Alrededor de 5 millones de kulaks (campesinos ricos) en su mayoría ucranianos, se negaron a acatar la orden y fueron tachados de antisocialistas y asesinados o deportados a campos de trabajo en Siberia, donde cientos de miles murieron.

El gobierno fijó precios bajos para los agricultores y altos para el consumo, pensando invertir los excedentes en la industria.

No lo logró y modificó para mal la vida de millones que, para no morir de hambre, debieron emigrar a las ciudades.

Y algunos solo pudieron regresar al campo y producir, aunque fuera para autoconsumo, gracias a las dachas.

La palabra viene del verbo dat (dar) y en su origen, fueron cabañas que los zares regalaban a miembros de la corte.

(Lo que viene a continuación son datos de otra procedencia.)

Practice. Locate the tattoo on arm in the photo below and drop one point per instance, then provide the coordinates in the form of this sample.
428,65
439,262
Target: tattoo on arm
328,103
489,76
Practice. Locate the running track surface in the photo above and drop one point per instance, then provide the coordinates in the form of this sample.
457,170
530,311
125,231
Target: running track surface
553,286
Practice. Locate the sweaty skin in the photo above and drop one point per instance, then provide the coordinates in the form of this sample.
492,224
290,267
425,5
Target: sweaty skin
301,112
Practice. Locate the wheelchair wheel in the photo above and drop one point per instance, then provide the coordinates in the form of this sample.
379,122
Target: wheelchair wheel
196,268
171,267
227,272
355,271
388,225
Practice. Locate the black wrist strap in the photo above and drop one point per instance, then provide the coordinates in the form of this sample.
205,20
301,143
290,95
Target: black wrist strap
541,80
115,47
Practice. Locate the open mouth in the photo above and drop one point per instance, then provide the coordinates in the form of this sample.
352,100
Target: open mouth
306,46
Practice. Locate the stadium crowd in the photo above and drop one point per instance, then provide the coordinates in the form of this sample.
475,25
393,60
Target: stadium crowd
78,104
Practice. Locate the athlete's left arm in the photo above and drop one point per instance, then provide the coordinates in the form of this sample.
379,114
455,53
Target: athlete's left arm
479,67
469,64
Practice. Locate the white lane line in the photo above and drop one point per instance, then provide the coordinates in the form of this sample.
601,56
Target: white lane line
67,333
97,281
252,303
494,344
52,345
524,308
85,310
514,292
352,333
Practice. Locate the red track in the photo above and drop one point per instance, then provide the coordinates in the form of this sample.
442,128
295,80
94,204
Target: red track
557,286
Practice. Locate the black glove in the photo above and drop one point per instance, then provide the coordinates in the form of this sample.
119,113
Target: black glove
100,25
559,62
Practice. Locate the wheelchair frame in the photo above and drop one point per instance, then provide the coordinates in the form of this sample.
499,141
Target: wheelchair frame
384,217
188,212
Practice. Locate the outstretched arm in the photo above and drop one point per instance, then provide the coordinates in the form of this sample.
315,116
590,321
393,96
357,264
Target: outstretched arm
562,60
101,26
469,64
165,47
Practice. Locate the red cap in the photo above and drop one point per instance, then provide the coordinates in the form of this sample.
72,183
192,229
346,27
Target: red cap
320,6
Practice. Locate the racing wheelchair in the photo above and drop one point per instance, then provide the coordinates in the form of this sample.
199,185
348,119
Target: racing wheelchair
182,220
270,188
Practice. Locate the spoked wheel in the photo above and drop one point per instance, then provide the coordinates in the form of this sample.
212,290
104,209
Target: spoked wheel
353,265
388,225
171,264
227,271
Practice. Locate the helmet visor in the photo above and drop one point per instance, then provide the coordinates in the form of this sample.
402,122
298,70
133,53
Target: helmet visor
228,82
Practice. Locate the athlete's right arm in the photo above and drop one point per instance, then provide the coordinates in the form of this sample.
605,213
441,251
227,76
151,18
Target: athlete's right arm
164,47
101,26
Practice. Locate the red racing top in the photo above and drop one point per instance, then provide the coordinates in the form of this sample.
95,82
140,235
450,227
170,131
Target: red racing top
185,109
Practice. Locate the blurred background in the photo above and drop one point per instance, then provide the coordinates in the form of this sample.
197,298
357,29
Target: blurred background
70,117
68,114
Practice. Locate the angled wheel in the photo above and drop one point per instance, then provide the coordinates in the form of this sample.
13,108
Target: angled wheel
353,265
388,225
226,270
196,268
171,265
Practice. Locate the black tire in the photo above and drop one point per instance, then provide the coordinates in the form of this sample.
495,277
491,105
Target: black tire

Eran de madera y poco confortables y por las duras condiciones climáticas, se usaban solo en verano; pero tenían la ventaja de que podían heredarse.

Como ha sucedido siempre y casi en todas partes con los del poder, los gobernantes soviéticos aprovechaban sus cargos para tener dachas grandes y lujosas.

Stalin tuvo varias y vivió en la de Kútsevo, en las afueras de Moscú, de 1934 hasta su muerte en marzo de 1953.

Grandes o pequeñas, humildes o ricas, en todas había huertas y los 30 millones de soviéticos que eran dueños de alguna, dedicaban los veranos a salar y ahumar pescados y carnes y a cosechar frutas y verduras, para encurtidos y mermeladas que consumían durante el año.

Y mis amigas decían, que valía la pena la lata de trasladar anualmente desde y hacia Moscú, muebles, colchones y utensilios, con tal de gozar sus cabañas veraniegas.